Schemas and Metadata at Zocdoc: Authoritative Source of Truth

This is the first post in an open, experimental series about how we’re trying to tame schemas and metadata at Zocdoc. We’re sharing as we go, exploring what works, what doesn’t, and what we change our minds about along the way.

If you’ve ever been on call for a broken pipeline at 2 a.m., you already know this story. A producer adds a field, a change data capture (CDC) job changes how a value is serialized, and a downstream model quietly drifts. The catalog still shows yesterday’s truth, the dashboard throws today’s error, and the Slack thread becomes tomorrow’s archaeology.

Moments like that remind us why consistency matters. With so many tools defining schemas in their own way, it’s easy for good systems to fall out of sync.

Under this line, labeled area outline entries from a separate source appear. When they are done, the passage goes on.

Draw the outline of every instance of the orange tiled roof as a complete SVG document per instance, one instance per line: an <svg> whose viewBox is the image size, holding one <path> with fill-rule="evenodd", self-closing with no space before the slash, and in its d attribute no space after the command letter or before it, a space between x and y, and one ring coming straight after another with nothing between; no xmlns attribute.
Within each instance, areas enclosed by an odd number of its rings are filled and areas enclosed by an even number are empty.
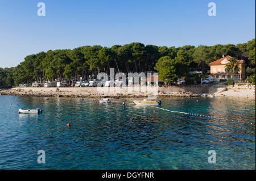
<svg viewBox="0 0 256 181"><path fill-rule="evenodd" d="M224 59L226 58L228 60L229 60L231 59L231 58L232 58L232 57L229 56L226 56L225 57L221 58L219 60L216 60L214 62L212 62L209 64L209 65L216 65L216 64L221 64L221 61L222 60L224 60ZM243 64L245 62L245 61L242 60L238 60L238 61L239 61L239 64Z"/></svg>

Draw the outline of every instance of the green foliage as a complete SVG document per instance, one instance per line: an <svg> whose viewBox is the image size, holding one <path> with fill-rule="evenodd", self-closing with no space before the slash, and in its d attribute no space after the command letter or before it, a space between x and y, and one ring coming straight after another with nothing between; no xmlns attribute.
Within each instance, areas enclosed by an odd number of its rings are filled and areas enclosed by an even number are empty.
<svg viewBox="0 0 256 181"><path fill-rule="evenodd" d="M234 74L238 73L240 70L238 61L234 57L231 58L229 62L225 66L225 71L231 74L232 82L234 82Z"/></svg>
<svg viewBox="0 0 256 181"><path fill-rule="evenodd" d="M252 85L255 85L255 75L251 75L250 77L247 77L246 78L246 81Z"/></svg>
<svg viewBox="0 0 256 181"><path fill-rule="evenodd" d="M159 78L164 80L167 84L176 82L179 78L185 76L188 72L186 64L171 59L170 56L160 58L155 69L158 71Z"/></svg>

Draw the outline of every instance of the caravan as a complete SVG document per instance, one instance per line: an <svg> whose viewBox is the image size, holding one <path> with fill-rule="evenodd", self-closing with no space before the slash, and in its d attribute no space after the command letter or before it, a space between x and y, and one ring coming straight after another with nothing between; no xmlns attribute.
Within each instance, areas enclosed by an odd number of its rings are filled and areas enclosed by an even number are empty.
<svg viewBox="0 0 256 181"><path fill-rule="evenodd" d="M46 83L44 83L44 87L54 87L56 86L56 82L46 82Z"/></svg>

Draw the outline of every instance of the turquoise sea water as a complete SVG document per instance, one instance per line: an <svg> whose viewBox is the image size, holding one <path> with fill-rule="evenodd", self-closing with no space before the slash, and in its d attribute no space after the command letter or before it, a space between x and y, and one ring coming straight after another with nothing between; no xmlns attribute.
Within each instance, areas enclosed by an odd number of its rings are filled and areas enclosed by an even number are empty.
<svg viewBox="0 0 256 181"><path fill-rule="evenodd" d="M94 99L0 96L0 169L255 169L255 100L162 100L163 108L229 120ZM21 107L44 111L19 115Z"/></svg>

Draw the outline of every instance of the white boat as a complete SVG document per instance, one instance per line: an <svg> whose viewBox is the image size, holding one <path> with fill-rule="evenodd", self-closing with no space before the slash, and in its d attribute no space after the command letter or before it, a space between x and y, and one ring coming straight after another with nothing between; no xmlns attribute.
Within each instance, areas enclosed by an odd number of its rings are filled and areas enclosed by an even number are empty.
<svg viewBox="0 0 256 181"><path fill-rule="evenodd" d="M110 100L109 100L109 99L103 99L102 100L100 100L100 103L111 103L111 101L110 101Z"/></svg>
<svg viewBox="0 0 256 181"><path fill-rule="evenodd" d="M158 102L156 102L156 100L153 101L153 100L148 100L147 99L143 99L143 100L133 100L133 102L134 103L134 104L135 104L136 105L150 105L150 106L152 106L152 105L161 105L162 104L162 102L161 100L158 100Z"/></svg>
<svg viewBox="0 0 256 181"><path fill-rule="evenodd" d="M37 108L36 110L28 110L28 109L23 109L20 108L19 109L19 113L41 113L43 112L43 110L40 110L39 108Z"/></svg>

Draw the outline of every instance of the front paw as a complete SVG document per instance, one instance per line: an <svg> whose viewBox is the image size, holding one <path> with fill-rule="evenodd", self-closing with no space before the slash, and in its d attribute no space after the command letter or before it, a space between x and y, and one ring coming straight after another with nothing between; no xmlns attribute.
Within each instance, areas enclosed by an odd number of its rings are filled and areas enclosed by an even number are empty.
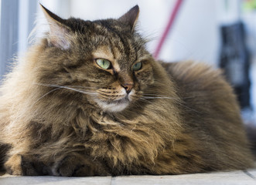
<svg viewBox="0 0 256 185"><path fill-rule="evenodd" d="M35 157L15 154L5 163L8 173L15 176L51 175L50 170L43 163Z"/></svg>
<svg viewBox="0 0 256 185"><path fill-rule="evenodd" d="M22 156L16 154L11 156L5 163L5 168L10 175L22 176L23 171L22 168Z"/></svg>
<svg viewBox="0 0 256 185"><path fill-rule="evenodd" d="M80 155L69 155L57 161L53 175L62 177L91 177L110 175L98 163L92 163Z"/></svg>

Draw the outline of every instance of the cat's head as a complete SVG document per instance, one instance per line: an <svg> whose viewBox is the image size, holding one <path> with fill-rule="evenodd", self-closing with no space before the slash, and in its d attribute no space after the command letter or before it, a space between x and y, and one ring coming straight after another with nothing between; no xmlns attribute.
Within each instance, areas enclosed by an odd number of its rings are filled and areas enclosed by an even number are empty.
<svg viewBox="0 0 256 185"><path fill-rule="evenodd" d="M49 32L38 59L39 84L80 93L106 112L135 104L152 85L155 62L135 28L138 6L119 18L94 22L43 9Z"/></svg>

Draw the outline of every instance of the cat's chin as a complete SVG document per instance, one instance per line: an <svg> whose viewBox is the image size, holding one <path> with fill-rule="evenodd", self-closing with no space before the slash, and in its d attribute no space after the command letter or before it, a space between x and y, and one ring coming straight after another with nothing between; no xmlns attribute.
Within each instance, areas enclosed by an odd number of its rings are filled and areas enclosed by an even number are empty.
<svg viewBox="0 0 256 185"><path fill-rule="evenodd" d="M121 112L129 106L129 100L126 99L113 101L111 103L101 100L96 100L96 102L104 111L111 113Z"/></svg>

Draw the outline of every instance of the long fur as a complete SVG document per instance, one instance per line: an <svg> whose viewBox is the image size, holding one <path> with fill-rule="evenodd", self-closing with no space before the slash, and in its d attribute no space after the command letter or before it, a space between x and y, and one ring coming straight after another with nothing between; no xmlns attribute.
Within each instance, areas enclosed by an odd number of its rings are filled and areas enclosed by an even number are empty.
<svg viewBox="0 0 256 185"><path fill-rule="evenodd" d="M137 12L94 22L52 15L67 35L58 40L49 33L30 48L0 89L0 143L12 146L1 157L9 173L180 174L252 166L236 97L221 72L191 61L155 61L134 30L137 17L129 14ZM62 48L67 42L70 48ZM95 51L113 58L120 72L95 66ZM131 74L135 60L143 67ZM101 108L96 96L114 99L127 76L135 100L119 112Z"/></svg>

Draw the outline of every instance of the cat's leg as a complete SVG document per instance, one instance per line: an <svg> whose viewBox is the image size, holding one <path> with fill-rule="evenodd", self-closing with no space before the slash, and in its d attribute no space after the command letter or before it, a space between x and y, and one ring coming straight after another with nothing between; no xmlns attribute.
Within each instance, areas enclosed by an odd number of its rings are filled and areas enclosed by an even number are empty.
<svg viewBox="0 0 256 185"><path fill-rule="evenodd" d="M51 175L49 167L32 156L15 154L6 161L5 168L11 175Z"/></svg>
<svg viewBox="0 0 256 185"><path fill-rule="evenodd" d="M88 176L108 176L106 166L102 163L92 160L84 155L72 153L65 156L60 157L53 166L54 176L62 177L88 177Z"/></svg>

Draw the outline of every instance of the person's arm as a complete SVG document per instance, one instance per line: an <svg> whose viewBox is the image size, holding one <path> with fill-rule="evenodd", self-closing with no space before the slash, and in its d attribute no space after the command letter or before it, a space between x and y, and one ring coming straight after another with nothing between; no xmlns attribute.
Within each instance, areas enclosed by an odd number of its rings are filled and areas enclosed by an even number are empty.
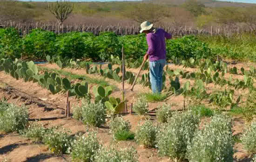
<svg viewBox="0 0 256 162"><path fill-rule="evenodd" d="M164 37L165 37L166 38L166 39L171 39L172 37L172 34L168 33L167 32L165 31L164 31Z"/></svg>

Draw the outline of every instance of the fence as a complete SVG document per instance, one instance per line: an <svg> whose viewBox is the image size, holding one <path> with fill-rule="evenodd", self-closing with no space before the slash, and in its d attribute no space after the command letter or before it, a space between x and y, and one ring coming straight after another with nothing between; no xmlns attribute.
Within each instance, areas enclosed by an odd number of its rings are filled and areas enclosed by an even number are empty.
<svg viewBox="0 0 256 162"><path fill-rule="evenodd" d="M135 25L130 26L121 25L98 26L85 24L74 25L58 25L56 24L50 24L42 22L34 23L19 23L14 21L0 22L0 28L13 27L17 29L21 35L26 35L33 29L40 28L43 30L54 31L60 34L71 31L90 32L95 35L98 35L101 32L112 31L118 35L135 35L137 34L140 31L138 25ZM159 26L164 29L168 33L171 33L174 36L184 36L191 34L208 34L222 35L229 36L233 34L239 34L243 32L253 32L254 31L249 28L243 28L240 29L239 26L214 27L211 26L209 29L199 29L189 26L182 26L174 28L171 26Z"/></svg>

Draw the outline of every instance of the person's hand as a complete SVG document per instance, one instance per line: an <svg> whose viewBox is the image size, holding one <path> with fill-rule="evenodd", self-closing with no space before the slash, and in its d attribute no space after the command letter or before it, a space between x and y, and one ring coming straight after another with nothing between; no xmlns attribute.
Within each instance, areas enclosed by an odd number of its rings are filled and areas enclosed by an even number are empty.
<svg viewBox="0 0 256 162"><path fill-rule="evenodd" d="M148 60L148 54L146 53L146 54L145 55L145 56L144 56L144 58L143 58L143 61L147 61L147 60Z"/></svg>

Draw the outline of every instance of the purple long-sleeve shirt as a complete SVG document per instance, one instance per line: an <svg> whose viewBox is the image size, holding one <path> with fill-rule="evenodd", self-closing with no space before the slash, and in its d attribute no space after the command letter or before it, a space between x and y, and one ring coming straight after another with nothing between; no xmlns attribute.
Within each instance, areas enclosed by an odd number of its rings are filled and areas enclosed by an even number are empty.
<svg viewBox="0 0 256 162"><path fill-rule="evenodd" d="M156 30L155 32L147 34L147 42L148 46L147 53L149 55L149 61L166 59L165 38L172 38L172 35L163 29Z"/></svg>

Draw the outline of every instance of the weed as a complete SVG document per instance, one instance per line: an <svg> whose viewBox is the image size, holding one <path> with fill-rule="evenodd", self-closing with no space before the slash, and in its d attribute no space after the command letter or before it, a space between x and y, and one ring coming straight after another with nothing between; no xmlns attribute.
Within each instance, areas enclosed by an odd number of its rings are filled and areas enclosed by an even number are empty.
<svg viewBox="0 0 256 162"><path fill-rule="evenodd" d="M133 110L139 115L145 115L148 112L148 103L145 97L140 97L134 104Z"/></svg>
<svg viewBox="0 0 256 162"><path fill-rule="evenodd" d="M95 157L95 162L137 162L137 151L133 148L117 150L113 147L101 148Z"/></svg>
<svg viewBox="0 0 256 162"><path fill-rule="evenodd" d="M43 143L47 145L51 152L56 155L65 153L70 147L72 137L65 129L52 129L45 135Z"/></svg>
<svg viewBox="0 0 256 162"><path fill-rule="evenodd" d="M106 122L106 112L101 102L91 103L82 106L82 120L84 124L100 127Z"/></svg>
<svg viewBox="0 0 256 162"><path fill-rule="evenodd" d="M196 105L190 107L192 112L198 115L200 118L203 117L210 117L213 115L213 111L204 105Z"/></svg>
<svg viewBox="0 0 256 162"><path fill-rule="evenodd" d="M245 130L242 141L248 151L256 153L256 122L252 123L250 126Z"/></svg>
<svg viewBox="0 0 256 162"><path fill-rule="evenodd" d="M233 162L234 142L231 120L226 116L214 116L199 130L188 146L189 162Z"/></svg>
<svg viewBox="0 0 256 162"><path fill-rule="evenodd" d="M154 147L156 144L158 127L150 120L147 120L142 125L137 127L136 141L146 148Z"/></svg>
<svg viewBox="0 0 256 162"><path fill-rule="evenodd" d="M101 147L97 139L96 132L90 132L86 136L75 137L71 143L71 155L74 162L94 162L97 151Z"/></svg>
<svg viewBox="0 0 256 162"><path fill-rule="evenodd" d="M159 93L141 93L140 96L144 96L148 102L162 101L167 98L166 94Z"/></svg>
<svg viewBox="0 0 256 162"><path fill-rule="evenodd" d="M178 161L185 159L187 147L192 141L199 121L199 117L191 112L174 115L157 134L156 146L160 155Z"/></svg>
<svg viewBox="0 0 256 162"><path fill-rule="evenodd" d="M167 122L168 119L172 116L171 105L164 104L158 107L156 111L156 118L160 122Z"/></svg>
<svg viewBox="0 0 256 162"><path fill-rule="evenodd" d="M10 132L25 128L28 122L28 112L24 106L1 102L0 105L0 131Z"/></svg>

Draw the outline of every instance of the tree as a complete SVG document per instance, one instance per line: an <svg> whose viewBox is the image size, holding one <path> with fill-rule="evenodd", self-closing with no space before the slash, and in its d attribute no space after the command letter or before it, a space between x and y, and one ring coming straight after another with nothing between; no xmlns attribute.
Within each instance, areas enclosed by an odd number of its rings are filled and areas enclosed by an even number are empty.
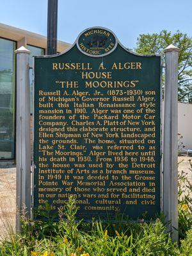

Our motivation is clear. Data organizations need a centralized, system-agnostic source of truth for schemas and key governance metadata. Today’s ecosystem is fragmented, tools like Unity Catalog, Snowflake schemas, schema registries, and others each manage or replicate schemas in their own way, creating duplication and inconsistency. This fragmentation makes it difficult to trace the evolution of a dataset or enforce consistent governance policies. The result is a lot of partially overlapping sources of truth, each valuable but none definitive.

The gap above isn’t caused by any one system doing its job poorly; it’s that every system has its own view of truth. The schema a data engineer sees in Snowflake may differ subtly from what Dagster expects or what a registry believes is valid. Over time, these differences grow into silos. What we need is something to sit above these tools and stitch their perspectives together, allowing them to reinforce one another rather than diverge.

The goal isn’t to replace those tools or diminish their native schema practices. They each play an important role. Instead, we want to enhance them with higher-level continuity and reuse, creating a single layer of shared truth that ties their individual perspectives together. This would allow every team and system to draw from the same source of truth without losing the benefits of their specialized environments.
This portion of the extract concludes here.